De eeuw van Euwe
Morgen, op 20 mei, is het honderd jaar gelden
dat Machgielis (Max) Euwe werd geboren. Met recht kan de periode van
1901 tot 2001 de eeuw van Euwe worden genoemd. Euwe is the Greatest,
de grootste Nederlandse schaker uit de geschiedenis. Van Wely heeft
van alle Nederlanders de hoogste rating bereikt, Timman won de meeste
toernooien en was de sterkste van allemaal, Donner had het meeste karakter
en schreef de mooiste schaakverhalen, maar Euwe werd in 1935 wereldkampioen
en dat heeft geen Nederlander hem tot dusver nagedaan.
A.D. de Groot heeft in zijn proefschrift Het
denken van de schaker de persoon van Euwe aldus omschreven: "Een
figuur bij wien dankzij plichtsgevoel en matigheid, schaaksucessen en
regelmatig studieverloop samen gaan". De Groot voegde daaraan toe: "Euwe
is ongetwijfeld een uitzonderingsfiguur, misschien niet in de eerste
plaats als strijder, maar wel als een voor zichzelf onverbiddellijk
en volstrekt rechtlijnig wilsmensch, die zijn groote intellectuele capaciteit
in dienst van het doel vermag te stellen".

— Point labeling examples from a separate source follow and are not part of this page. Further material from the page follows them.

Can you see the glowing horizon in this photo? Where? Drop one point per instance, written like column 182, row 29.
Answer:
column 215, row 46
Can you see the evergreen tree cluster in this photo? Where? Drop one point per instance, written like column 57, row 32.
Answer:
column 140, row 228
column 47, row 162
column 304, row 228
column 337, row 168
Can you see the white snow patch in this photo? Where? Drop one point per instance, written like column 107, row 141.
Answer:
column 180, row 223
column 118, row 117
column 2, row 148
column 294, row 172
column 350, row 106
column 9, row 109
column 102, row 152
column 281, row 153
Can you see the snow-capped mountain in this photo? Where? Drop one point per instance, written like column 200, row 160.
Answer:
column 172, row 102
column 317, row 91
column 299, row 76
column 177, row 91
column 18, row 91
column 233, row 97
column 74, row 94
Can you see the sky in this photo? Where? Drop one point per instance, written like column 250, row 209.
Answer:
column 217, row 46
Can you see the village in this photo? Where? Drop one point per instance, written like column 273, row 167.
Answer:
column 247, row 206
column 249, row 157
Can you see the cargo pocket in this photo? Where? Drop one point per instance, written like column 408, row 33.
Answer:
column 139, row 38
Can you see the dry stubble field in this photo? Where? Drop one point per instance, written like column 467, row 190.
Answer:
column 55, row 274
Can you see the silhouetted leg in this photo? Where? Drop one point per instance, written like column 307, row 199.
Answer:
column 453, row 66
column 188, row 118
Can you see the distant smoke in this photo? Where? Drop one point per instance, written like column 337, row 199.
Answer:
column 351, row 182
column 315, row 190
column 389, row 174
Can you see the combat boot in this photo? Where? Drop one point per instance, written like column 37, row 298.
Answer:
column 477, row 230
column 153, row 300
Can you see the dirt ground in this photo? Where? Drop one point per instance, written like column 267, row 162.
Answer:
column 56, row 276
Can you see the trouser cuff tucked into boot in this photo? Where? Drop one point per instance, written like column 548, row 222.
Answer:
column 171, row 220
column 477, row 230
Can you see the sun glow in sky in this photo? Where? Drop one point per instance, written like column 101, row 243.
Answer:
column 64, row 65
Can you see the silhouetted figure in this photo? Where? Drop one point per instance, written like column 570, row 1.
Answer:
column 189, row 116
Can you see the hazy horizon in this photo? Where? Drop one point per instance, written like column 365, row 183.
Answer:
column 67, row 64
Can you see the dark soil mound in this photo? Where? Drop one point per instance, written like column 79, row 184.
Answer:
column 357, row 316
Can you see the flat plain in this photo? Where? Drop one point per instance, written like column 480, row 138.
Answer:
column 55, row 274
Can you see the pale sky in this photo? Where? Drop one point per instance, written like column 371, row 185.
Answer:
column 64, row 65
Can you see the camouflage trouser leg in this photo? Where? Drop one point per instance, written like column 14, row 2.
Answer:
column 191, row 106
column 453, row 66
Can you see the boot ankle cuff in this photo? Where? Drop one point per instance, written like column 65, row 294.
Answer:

Het is een beetje een karikaturaal beeld van
Euwe, gedeeltelijk ook door Euwe zelf in stand gehouden. Alles aan hem
leek zoals de titel van zijn beste boek Oordeel en plan. Ook
met de titel van zijn beroemdste boek Oom Jan leert zijn neefje schaken
heeft Euwe zichzelf neergezet als de grote leraar, de didacticus die
wel weet wat goed voor zijn leerlingen is. Uiteraard was Euwe een geweldige
figuur. Donner die een heilig ontzag voor hem had, sprak hem niet voor
niets aan met: "Grand Maitre, gij Grote en Goede…". Daar was geen centje
ironie bij, want in zijn hele carrière was Donner er nooit in geslaagd
ook maar één partij van Euwe te winnen.
Toch Euwe had ook een andere, minder planmatige
kant. Als FIDE-president opereerde hij als iemand die de regels aan
zijn laars lapte wanneer de situatie dat vereiste. Zo heb ik nog eens
nagelezen wat Euwe schreef in het boek dat hij samen met Jan Timman
publiceerde: De tweekamp Spasski-Fischer 1972. Na al die jaren
is het verslag van Euwe nog even fascinerend. Nog steeds is het bijna
ongelooflijk over wat soort details men toen allemaal ruzie heeft gemaakt.
Er was geen reglement of het werd anders uitgelegd. Midden in de Koude
Oorlog stonden Russen en Amerikanen tegenover elkaar. Spasski was het
middelpunt van een wantrouwig Russische delegatie die stoelen wilden
demonteren omdat men dacht dat er zendapparatuur in verscholen zat.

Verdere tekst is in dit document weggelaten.